Oil & Gas

How north-east oil and gas workers can have a say on their futures

Holyrood wants to hear directly from oil and gas workers in the north-east as it assesses how best to manage the difficult shift from fossil fuel to renewable energy.

These expert views from the front line in the region will help focus attention in a new inquiry, crucial to political decisions made in Edinburgh.

It comes two days after a landmark report warned that up to 95,000 offshore energy jobs in the UK could be at risk if investment does not “increase significantly”.

The research from Aberdeen’s Robert Gordon University follows trade body Offshore Energies (OEUK) saying £100 billion of North Sea investment was stalled over political uncertainties.

Jobs warning

Ryan Crighton, policy director at Aberdeen and Grampian Chamber of Commerce, welcomed the opportunity for oil and gas workers to contribute.

He said: “Too often, the voices heard loudest in this debate are those with little skin in the game, or those with an extremely narrow or ill-informed view on how the energy transition will work in practice.”

© Supplied by AGCC/ Michal Wachuci
AGCC’s Ryan Crighton

The Scottish Parliament’s economy and fair work committee will take the lead by looking at Humza Yousaf’s plans for the area.

It will make recommendations on how best to manage the transition and wants workers at the heart of the industry in this region to have their say.

Labour MSP Claire Baker, convener of the committee, said: “We know that we must transition away from fossil fuels, for the good of our planet and our economy.
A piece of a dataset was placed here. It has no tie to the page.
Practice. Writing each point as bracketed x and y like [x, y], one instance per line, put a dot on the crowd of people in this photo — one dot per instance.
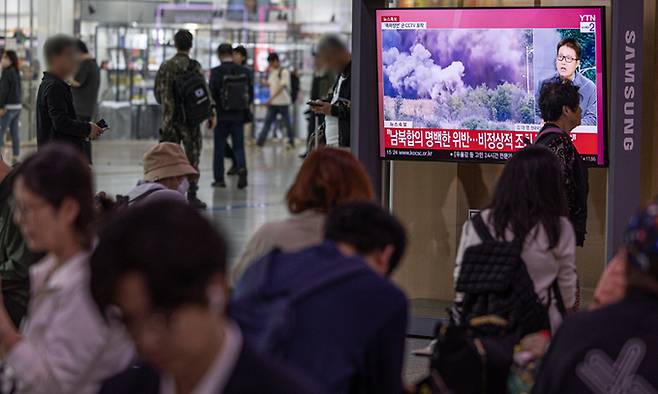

But this transition must happen in a way that doesn’t leave any workers behind.

“The oil and gas sector employs 65,000 people in the north-east and Moray – and the government has a responsibility to ensure good outcomes for these workers as their industry transforms.

“A just transition offers huge opportunities for Scotland, and everyone must benefit from these – not least those who will be at the heart of driving this change.”

The committee will also look in detail at the Scottish Government’s £500m Just Transition Fund for the north-east and Moray, and if it is achieving its aims.

The fund has so far invested £51.6m in 24 projects across the region.

The call for views is open until September 26. The committee will begin its inquiry this winter.